Goodwill on acquisitions of subsidiaries is included in intangible assets. Goodwill on acquisitions of associated
companies is included in interests in associated companies and is tested for impairment as part of the overall
balance. Separately recognized goodwill is tested annually for impairment and carried at cost less accumulated
impairment losses. Impairment losses on goodwill are not reversed. Gains and losses on the disposal of an
entity include the carrying amount of goodwill relating to the entity sold.
Goodwill is allocated to cash-generating units for the purpose of impairment testing. The allocation is made to
those cash-generating units or groups of cash-generating units that are expected to benefit from the business
combination in which the goodwill arose identified according to operating segment.

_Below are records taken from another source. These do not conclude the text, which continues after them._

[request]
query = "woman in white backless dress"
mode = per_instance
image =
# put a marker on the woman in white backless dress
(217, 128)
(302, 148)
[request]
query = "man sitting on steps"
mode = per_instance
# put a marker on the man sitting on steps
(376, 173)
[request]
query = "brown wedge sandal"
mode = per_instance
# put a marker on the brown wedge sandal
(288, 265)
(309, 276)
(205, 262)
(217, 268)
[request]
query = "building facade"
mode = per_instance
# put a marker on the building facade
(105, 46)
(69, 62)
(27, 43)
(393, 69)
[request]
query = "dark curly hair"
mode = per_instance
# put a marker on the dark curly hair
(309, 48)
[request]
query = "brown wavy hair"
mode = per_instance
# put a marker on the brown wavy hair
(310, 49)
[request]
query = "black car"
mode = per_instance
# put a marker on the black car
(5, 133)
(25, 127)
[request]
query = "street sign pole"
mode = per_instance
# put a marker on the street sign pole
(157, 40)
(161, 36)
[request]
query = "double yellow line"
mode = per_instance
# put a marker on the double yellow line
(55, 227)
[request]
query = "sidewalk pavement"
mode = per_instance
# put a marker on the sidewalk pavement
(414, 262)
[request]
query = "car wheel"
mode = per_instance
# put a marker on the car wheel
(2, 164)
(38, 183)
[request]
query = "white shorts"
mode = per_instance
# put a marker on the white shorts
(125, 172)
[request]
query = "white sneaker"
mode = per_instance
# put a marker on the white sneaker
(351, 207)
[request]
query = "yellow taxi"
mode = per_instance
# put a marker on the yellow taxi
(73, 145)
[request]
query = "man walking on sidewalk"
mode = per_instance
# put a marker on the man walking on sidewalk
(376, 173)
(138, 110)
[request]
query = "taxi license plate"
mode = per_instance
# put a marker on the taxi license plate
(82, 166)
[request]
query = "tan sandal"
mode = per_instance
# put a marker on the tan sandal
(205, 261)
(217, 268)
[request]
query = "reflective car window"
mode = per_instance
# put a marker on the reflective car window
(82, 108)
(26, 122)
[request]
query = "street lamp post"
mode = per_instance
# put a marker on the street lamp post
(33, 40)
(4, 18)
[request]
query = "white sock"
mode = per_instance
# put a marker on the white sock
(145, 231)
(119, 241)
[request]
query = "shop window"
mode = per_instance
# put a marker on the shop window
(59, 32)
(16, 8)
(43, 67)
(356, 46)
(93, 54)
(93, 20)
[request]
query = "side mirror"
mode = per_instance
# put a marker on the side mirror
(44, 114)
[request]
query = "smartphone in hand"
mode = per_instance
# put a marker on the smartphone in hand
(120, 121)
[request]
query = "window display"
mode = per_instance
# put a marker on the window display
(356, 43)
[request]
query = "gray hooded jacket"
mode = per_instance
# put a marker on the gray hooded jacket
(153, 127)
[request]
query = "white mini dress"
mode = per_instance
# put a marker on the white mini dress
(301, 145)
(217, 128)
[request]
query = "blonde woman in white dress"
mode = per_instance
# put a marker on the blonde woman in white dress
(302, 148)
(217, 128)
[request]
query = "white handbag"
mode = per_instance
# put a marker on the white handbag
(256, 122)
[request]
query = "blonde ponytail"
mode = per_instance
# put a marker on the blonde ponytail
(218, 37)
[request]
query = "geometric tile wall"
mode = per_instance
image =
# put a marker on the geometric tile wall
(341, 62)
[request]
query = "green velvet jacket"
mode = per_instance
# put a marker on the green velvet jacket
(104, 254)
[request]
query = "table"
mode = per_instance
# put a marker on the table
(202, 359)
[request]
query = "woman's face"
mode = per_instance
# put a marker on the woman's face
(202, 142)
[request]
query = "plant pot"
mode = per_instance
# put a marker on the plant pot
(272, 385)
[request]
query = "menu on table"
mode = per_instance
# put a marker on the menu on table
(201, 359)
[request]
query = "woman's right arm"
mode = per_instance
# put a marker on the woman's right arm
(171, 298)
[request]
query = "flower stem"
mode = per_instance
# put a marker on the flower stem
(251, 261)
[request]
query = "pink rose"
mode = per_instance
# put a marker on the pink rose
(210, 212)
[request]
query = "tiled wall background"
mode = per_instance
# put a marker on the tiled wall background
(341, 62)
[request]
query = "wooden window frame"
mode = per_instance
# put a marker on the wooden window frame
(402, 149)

(ii) Trademarks and trade names
Trademarks and trade names are shown at historical cost. Trademarks and licenses acquired in a business
combination are recognized at fair value at the acquisition date.
Trademarks and trade names that have an indefinite useful life are tested annually for impairment and carried at
cost less accumulated impairment losses.
Trademarks and trade names that have a definite useful life are carried at cost less accumulated amortization.
Amortization is calculated using the straight-line method to allocate the cost of trademarks and trade names
over their estimated useful lives of up to 5 years.
(iii) Internal use software
Acquired computer software licences are capitalized on the basis of the costs incurred to acquire and bring to
use the specific software. These costs are amortized using the straight-line method over their estimated useful
lives of up to 5 years.
Costs associated with maintaining computer software programs are recognized as an expense as incurred.
Costs that are directly associated with the development of identifiable unique software products controlled by
the Group, and that will probably generate economic benefits exceeding costs beyond one year, are recognized
as intangible assets. Costs include the employee costs incurred as a result of developing software and an
appropriate portion of relevant overheads.
In addition to the review of the residual values and useful lives of property, plant and equipment as mentioned
in Note 2(d)(iii), the Group has reviewed the same for its internal use software, and has resulted in accelerated
amortization/impairment charge of approximately US$0.8 million for the year.
(iv) Patents, technology and marketing rights
Expenditure on acquired patents, technology and marketing rights is capitalized and amortized on a straight-
line basis over their useful lives of up to 5 years.